Why the 6 in relu6?
Tensorflows documentation (https://www.tensorflow.org/api_docs/python/tf/nn/relu6) points to the following paper:
... First, we cap the units at 6, so our ReLU activation function is y = min(max(x, 0), 6). In our tests, this encourages the model to learn sparse features earlier. In the formulation of [8], this is equivalent to imagining that each ReLU unit consists of only 6 replicated bias-shifted Bernoulli units, rather than an infinute amount. We will refer to ReLU units capped at n as ReLU-n units.

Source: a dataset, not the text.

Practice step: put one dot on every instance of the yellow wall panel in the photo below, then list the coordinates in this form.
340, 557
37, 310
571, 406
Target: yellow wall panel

http://www.cs.utoronto.ca/~kriz/conv-cifar10-aug2010.pdf
Since it originates from the paper, I suspect that they tested it with different n's and got the best results for their testset with n=6.
From this reddit thread:
This is useful in making the networks ready for fixed-point inference. If you unbound the upper limit, you lose too many bits to the Q part of a Q.f number. Keeping the ReLUs bounded by 6 will let them take a max of 3 bits (upto 8) leaving 4/5 bits for .f
It seems, then, that 6 is just an arbitrary value chosen according to the number of bits you want to be able to compress your network's trained parameters into. As per the "why" only the version with value 6 is implemented, I assume it's because that's the value that fits best in 8 bits, which probably is the most common use-case.